General Rapture filter info: 1). Choose a routing in the DSP section; otherwise, the filters are out of the signal path.
To experiment wth one filter only, select a serial routing (like
01. DSP1 -> DSP2 -> F1 -> DSP3 -> F2). Parallel routings (example:
04. F1 ->DSP1 ->DSP2 || F2 - DSP3) split the filters on two branches, and it's more difficult to hear what one or the other is doing alone.
2). Select a filter type.
That's going to make a huge difference whether the filter acts above, below, or around the Cutoff knob position, or whether the filters break up at high resonances (ex. - LPS 2).
3). Adjust the Cutoff and/or Res knob.
This is the starting point(s) of the filter. Any Cut LFO, stepgen, or envelope that you enable will
add or
subtract from this initial 'knob' position. The Cutoff is measured in Hertz; the resonance units are in deciBels.

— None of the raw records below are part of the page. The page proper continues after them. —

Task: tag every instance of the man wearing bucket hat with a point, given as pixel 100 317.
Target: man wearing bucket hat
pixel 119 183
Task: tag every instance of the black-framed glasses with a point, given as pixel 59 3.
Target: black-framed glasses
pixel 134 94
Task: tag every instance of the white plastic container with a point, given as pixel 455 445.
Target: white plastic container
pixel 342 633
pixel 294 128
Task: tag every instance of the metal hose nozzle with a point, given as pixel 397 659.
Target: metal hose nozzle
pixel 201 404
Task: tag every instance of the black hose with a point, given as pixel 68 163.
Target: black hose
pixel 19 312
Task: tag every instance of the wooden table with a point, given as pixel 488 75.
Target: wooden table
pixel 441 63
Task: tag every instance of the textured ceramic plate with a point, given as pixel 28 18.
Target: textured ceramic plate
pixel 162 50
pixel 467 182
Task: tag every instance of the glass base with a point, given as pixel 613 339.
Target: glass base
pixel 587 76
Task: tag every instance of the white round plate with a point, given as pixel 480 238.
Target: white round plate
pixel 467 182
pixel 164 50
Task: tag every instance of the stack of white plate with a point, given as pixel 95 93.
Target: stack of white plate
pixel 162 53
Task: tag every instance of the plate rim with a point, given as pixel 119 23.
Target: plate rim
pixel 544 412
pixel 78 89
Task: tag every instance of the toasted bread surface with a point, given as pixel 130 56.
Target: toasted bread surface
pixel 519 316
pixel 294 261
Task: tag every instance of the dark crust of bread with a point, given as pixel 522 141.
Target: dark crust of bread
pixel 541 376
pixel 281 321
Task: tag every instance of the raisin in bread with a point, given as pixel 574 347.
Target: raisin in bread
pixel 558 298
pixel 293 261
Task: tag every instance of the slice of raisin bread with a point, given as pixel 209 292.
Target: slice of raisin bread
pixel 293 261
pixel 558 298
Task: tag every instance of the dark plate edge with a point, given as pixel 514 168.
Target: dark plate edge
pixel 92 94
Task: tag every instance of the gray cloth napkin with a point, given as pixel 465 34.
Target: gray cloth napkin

General Filter EG info: 1). Enable the Cut 1/2 Status.
It's very easy to overlook this parameter. It takes the filter envelope in & out of the signal chain.
2). Set the Cut 1/2 Depth.
The default amount is 12000. That's ten full octaves (10 X 1200 'cents' per octave) above your initial Cutoff knob setting. Don't leave it there for now; that much range can develop into filter actions higher than you can hear (depending on the other filter settings). Start out with a few thousand 'cents' instead.
This sets the upper limit of your envelope shape (level 1.000, or the top horizontal line in the EG display). The lowest horizontal line is where your Cutoff knob is currently positioned (in a virtual sense; at 0.000). Depth can be positive or negative. The EG will either add to, or subtract from, the selected filter over time.
3). Create an envelope, using multiple nodes and segments.
Here's where the relationship between time and filter depth is established. At default, the EG display wll show one second of time elapsed, from left to right. 'Time'
always begins when you press a note on your keyboard. Another separate filter is generated for each note that you play. The EG display represents the shape of
each of those individual filters.
4). Adjust the node positions and segments to taste.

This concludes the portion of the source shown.